While containers are another effective layer in a defense-in-depth strategy, it’s unlikely we can consider anything “solved” when it comes to security. The reality is there’s still a user involved, there’s still authentication, and there are a lot of attacks that go after precisely these things. Rather than exploiting a technical security weakness, they exploit the human weakness. On personally-owned devices, users may have a different sense of ownership than with a corporate-owned device, and they might use them in more — for lack of a better term —promiscuous ways that could lead to everything from keyloggers to phishing scams targeting their data. Creating a barrier of entry like a container raises the barrier of entry for data access, but it won’t necessarily prevent it.

The technology for end-to-end BYOx management is still early, and it will take time for things to mature. You will always have to fight against targeted attacks and users’ exposure of their own data, though that is a challenge on enterprise-owned systems as well. So, perhaps by saying we’ve raised the bar to “almost as good as a corporate-owned system,” we’ve indeed come a long way.

Targeted attacks, phishing, and social engineering continue to pose a threat. As such, it’s important to apply a defense-in-depth strategy that also includes monitoring and education.

Containerization has yet to scale in BYOD

 

Subbu Iyer, Vice President of Product Management at Bluebox Security, Inc.

Subuu Iyer

Subuu Iyer

Containers have helped to secure email, calendar and contacts on mobile devices, but the same approach has not scaled well to workflows involving third-party apps normally desired to enhance productivity.

Comprehensive BYOx security of the app, OS and network layers should involve protecting the app data at rest as well as in transit. To avoid such a solution being limited to email, calendar and contacts alone, it would also need to allow any app to be dynamically containerized upon user request to keep up with the increasing demand to include new apps in productivity workflows. Each containerized app would also need to become self-defending to detect integrity failures of the device or its own app logic. Additionally, the app would need to defend its data in the event that a device is vulnerable to unpatched security vulnerabilities, has hostile malware present or is in an un-trustable state.

An environment would thus need to be created on the device where apps can dynamically be containerized, made self-defending and work together in synergy to ensure that corporate data is secured within these container apps. From a technology perspective, it is certainly possible to do that. Bluebox started off as a company with exactly this goal and delivers comprehensive security at the device, OS, app, and network layers.
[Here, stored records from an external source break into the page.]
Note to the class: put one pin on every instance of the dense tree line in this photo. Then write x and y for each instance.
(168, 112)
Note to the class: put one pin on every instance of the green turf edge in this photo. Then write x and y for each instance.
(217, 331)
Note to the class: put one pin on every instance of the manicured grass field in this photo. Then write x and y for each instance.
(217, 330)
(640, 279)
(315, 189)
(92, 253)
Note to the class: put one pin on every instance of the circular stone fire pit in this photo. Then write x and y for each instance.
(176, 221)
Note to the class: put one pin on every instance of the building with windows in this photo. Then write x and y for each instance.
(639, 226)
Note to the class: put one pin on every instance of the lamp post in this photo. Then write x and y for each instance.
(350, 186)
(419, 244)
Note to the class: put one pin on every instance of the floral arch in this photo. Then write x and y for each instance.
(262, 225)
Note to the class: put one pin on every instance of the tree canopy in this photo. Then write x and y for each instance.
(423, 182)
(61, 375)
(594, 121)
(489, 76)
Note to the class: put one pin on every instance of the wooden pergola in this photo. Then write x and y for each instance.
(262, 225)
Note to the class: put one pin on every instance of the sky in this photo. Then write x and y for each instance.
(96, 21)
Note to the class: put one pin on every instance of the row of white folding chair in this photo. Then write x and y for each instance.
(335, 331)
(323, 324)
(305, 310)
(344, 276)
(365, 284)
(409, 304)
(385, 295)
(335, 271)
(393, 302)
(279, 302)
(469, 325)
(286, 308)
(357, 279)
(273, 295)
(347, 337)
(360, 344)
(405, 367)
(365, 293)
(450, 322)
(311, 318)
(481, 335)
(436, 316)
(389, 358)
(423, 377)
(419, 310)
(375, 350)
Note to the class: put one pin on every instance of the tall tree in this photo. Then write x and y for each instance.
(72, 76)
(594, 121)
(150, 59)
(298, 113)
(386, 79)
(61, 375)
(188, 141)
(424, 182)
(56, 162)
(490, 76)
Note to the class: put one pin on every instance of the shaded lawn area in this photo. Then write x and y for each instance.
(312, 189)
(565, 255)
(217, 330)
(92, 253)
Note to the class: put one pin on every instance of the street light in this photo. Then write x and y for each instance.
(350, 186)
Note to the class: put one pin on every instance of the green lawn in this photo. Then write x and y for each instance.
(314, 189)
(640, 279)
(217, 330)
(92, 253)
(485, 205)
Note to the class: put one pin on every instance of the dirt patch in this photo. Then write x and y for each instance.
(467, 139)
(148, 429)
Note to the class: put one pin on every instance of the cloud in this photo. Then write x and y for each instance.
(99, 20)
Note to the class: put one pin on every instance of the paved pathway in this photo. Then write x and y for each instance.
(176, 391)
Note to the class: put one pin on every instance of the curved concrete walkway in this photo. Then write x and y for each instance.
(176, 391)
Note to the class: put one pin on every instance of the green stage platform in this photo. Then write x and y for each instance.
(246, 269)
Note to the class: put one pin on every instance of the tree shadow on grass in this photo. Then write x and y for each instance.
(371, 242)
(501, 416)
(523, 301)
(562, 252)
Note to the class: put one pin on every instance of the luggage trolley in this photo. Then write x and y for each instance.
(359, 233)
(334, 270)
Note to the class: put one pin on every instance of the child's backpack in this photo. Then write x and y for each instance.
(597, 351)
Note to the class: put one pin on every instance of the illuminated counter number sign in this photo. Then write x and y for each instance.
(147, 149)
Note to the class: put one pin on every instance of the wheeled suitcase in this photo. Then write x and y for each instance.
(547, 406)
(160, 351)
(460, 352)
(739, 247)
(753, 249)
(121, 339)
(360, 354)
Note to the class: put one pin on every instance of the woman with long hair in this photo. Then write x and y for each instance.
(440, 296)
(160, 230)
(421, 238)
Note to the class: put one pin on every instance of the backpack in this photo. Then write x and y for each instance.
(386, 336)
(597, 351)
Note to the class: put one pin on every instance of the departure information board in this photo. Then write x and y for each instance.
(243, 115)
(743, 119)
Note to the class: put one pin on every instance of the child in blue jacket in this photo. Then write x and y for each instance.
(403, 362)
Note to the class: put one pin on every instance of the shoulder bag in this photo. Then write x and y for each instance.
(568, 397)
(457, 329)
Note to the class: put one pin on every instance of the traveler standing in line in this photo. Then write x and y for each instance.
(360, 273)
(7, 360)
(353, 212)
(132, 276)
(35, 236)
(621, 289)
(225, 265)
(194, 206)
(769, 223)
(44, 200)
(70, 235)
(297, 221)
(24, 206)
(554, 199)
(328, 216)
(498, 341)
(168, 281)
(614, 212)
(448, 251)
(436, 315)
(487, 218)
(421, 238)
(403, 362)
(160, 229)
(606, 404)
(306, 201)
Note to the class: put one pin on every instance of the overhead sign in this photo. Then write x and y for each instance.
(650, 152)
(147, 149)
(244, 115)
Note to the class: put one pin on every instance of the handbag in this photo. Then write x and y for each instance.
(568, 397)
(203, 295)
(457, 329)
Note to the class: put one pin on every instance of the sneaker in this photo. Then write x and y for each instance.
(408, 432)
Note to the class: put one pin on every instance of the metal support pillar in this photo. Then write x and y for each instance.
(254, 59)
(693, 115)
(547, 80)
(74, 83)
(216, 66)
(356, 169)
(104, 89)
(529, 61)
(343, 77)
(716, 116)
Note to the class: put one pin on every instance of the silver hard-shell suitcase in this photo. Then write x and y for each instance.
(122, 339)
While containers have largely focused on protecting corporate data largely for internal employee usage, the technology has to scale now to protect any application that’s used internally or externally. It is not enough to think of containers as a way to protect employee data on a BYOx device. Containers can and should protect any app’s data, at rest and in transit, for any kind of internal or external business needs.

The usage of containers alone does not provide perfect risk management capability. The security posture of the containers is subject to the environment the container executes within, namely the device. The integrity and trust-ability of the device must be taken into account automatically by the container, such that the container is immediately aware of whether it can achieve its security agenda

Rather than being limited to individual silos of applications, the container must encompass all corporate applications on the device, allowing secure data to be shared amongst those apps. This will allow users share documents with their containerized productivity apps and internally developed apps.

Container technologies have to scale toward this end, and avoid becoming individual silos for just email and calendar or a handful of third-party apps.

Cheryl Knight contributed to this article.